As legend has it, Minuit signed a treaty with the Lenapes in 1626 at what is now Inwood Hill Park, transferring ownership of the island to the Dutch West India Company for twenty-four dollars. A plaque imbedded in a stone in Inwood Park commemorates the treaty and a giant tulip tree that stood on the site for more than 200 years. Minuit served as leader of the 270 residents of New Amsterdam until 1633. During those seven years, Minuit established trade and diplomatic relations with many of the New England settlements to the north, including Plymouth. Before his death in 1638 during a hurricane on the Caribbean Sea, he also established the New Sweden settlement on the lower Delaware River. In addition to this playground and school, Minuit is also honored by Peter Minuit Plaza at the foot of Manhattan and by a granite flagstaff base in Battery Park depicting his purchase.
The land for this East Harlem playground was acquired in 1941 for recreational use by the adjacent school, P.S. 108. The original playground included a comfort station, volleyball, basketball and handball courts, and a softball diamond. In 1948, the City added a shower basin, swings, slides, seesaws, a sandpit, junior paddle tennis courts, and more basketball hoops. The playground facility was revamped again in 1957 in conjunction with the adjacent public housing project under Parks Commissioner Robert Moses.

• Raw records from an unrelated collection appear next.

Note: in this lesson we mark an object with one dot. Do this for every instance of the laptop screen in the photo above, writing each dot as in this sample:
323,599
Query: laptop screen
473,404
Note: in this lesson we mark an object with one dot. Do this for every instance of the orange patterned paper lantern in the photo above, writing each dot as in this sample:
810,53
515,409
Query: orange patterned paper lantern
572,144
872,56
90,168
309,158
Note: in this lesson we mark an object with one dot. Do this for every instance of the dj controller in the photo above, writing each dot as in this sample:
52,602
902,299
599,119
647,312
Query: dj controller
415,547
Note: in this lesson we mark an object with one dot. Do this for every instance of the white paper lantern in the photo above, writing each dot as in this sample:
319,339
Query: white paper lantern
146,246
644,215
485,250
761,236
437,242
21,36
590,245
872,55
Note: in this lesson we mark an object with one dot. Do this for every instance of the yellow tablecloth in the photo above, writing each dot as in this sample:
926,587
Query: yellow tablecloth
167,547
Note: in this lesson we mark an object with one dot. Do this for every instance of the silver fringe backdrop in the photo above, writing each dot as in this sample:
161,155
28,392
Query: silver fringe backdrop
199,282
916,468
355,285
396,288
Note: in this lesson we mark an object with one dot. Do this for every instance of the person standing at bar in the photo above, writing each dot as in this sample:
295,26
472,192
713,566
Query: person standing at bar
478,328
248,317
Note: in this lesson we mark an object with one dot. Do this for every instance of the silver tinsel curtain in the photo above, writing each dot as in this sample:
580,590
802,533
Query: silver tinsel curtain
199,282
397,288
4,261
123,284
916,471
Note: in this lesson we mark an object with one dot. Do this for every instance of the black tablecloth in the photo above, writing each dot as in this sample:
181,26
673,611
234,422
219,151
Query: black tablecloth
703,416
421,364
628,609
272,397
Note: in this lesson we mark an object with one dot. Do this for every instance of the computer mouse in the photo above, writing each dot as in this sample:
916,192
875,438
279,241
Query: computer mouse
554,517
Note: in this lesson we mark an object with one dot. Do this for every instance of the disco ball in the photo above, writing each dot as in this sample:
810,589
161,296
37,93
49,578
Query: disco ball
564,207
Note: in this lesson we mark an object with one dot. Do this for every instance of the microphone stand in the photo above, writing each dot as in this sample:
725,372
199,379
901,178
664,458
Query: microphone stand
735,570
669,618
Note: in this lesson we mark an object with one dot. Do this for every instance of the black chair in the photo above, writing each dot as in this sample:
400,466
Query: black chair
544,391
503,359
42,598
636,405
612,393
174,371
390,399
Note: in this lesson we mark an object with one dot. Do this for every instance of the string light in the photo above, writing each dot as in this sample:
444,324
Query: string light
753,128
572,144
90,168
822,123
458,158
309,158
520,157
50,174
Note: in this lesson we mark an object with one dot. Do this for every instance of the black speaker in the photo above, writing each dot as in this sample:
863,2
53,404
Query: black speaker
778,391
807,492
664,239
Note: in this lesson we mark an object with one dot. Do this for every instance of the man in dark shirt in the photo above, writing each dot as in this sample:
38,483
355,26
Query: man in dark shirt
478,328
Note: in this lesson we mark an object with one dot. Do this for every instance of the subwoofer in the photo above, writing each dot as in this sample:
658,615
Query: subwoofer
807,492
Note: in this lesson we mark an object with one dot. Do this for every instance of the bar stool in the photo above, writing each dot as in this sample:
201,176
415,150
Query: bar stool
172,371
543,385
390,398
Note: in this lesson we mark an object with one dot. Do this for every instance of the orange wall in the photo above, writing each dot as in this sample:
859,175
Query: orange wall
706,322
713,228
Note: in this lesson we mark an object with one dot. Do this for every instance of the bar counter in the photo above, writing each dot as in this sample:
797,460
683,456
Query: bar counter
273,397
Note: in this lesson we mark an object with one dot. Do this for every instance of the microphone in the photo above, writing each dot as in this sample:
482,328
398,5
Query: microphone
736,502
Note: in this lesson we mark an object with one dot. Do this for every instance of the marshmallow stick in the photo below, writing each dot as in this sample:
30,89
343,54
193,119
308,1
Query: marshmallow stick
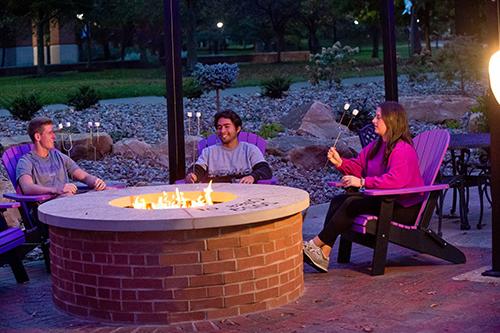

In the late 1990s, Parks targeted Peter Minuit Playground for improvements as part of the Requirements Contracts initiative, which combined in-kind replacements with innovative funding techniques to improve many deteriorating parks and playgrounds. At Peter Minuit, a series of three renovations totaling $240,000 in 1995, 1996 and 1998, provided new handball court walls, perimeter sidewalks, asphalt paving, safety surfacing, modular play equipment and a concrete dolphin sculpture. In 1997, this modern and colorful playground served as a model for the “Parks on the Move” Program, which highlights improved City playgrounds.